What Stock Risks
By Dian Vujovich
If only I had a crystal ball and knew when the market was going to recover and start zig-zagging upward I would have purchased 10,000 shares of Citicorp (C) for a buck the other day. But I didn’t because I’m both a little bit of a chicken and, like I said, I don’t have a crystal ball.
In either event, I’d be richer today had I gone for it.
I don’t mind taking risks in life. Seems as though one doesn’t get very far if they don’t. But risks taken in one’s personal life and those taken in marketplace are horses of two different colors as those in the markets have been charted and graphed for decades.
Earlier this month at Yahoo.com in a Barron’s Online story by Gene Epstein titled, “Case Closed: Stocks Work” I read what I’d learned as a stockbroker decades ago: After 20 year’s there is basically no risk to stock investing.
From the piece: “The historical record shows that for 20- and 30- year periods, inflation-adjusted returns on stocks have never been negative. Over the 137 years from 1871 through 2008, returns after inflation for 20- and 30-year intervals have been consistently positive. Median returns over the 20-year intervals have been 6.85%, and for 30-year intervals, 6.23%.

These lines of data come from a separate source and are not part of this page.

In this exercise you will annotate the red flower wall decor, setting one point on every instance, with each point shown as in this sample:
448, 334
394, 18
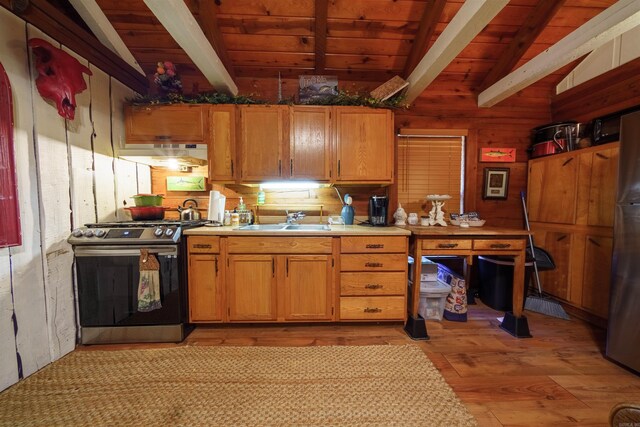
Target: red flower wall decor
60, 76
9, 211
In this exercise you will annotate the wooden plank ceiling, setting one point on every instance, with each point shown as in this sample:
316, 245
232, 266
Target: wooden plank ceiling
363, 42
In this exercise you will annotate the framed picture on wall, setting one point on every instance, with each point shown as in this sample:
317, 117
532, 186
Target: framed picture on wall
496, 183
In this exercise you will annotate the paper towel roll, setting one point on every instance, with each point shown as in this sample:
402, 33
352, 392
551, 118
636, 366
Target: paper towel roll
215, 213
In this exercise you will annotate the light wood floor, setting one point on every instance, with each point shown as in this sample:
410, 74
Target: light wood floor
557, 378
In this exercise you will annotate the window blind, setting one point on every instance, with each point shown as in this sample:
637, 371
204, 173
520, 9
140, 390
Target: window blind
430, 165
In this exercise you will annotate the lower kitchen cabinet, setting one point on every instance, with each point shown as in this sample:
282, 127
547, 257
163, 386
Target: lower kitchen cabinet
252, 287
206, 279
373, 278
297, 279
308, 287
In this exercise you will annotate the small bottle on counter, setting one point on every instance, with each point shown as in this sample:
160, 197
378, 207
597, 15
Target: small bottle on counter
235, 219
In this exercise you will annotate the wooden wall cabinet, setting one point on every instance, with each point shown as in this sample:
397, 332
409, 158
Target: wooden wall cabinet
573, 221
310, 143
222, 143
263, 136
206, 279
364, 149
167, 124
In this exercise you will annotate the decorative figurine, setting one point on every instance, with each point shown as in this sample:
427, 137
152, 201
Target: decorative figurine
400, 216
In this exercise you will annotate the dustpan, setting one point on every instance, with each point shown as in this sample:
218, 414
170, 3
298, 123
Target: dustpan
540, 303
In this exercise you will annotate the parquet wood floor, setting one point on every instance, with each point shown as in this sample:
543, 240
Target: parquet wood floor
559, 377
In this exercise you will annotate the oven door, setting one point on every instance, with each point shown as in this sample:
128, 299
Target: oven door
108, 278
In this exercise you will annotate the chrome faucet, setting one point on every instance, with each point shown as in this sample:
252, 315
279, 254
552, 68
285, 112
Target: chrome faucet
293, 217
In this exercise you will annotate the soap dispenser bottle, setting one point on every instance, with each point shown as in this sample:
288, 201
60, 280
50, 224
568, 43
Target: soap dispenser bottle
348, 212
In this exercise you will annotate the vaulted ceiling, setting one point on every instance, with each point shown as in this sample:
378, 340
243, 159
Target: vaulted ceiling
363, 42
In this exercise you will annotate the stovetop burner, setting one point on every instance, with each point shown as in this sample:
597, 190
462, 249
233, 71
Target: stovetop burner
132, 232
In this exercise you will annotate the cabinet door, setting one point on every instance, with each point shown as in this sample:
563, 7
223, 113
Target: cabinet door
166, 124
552, 189
602, 187
597, 274
205, 288
555, 282
310, 146
251, 287
308, 290
364, 145
222, 143
262, 136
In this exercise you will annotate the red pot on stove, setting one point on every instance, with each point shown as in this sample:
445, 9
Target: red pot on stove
146, 213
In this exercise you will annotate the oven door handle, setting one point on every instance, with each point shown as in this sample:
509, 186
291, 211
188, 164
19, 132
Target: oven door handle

That’s great news for newborns and those just beginning their savings and investing careers. For those over 50, however, that news may not be so exciting.
As far as bonds go, stocks still outperform them over 30-year intervals.
Read the story. It’s full of good info and the link is:
Oh. And don’t forget that while the historical numbers are one thing, they don’t come with the guarantee that the stocks you pick will be winners, or even around, 20 or 30 years from now. There’s always a catch, isn’t there?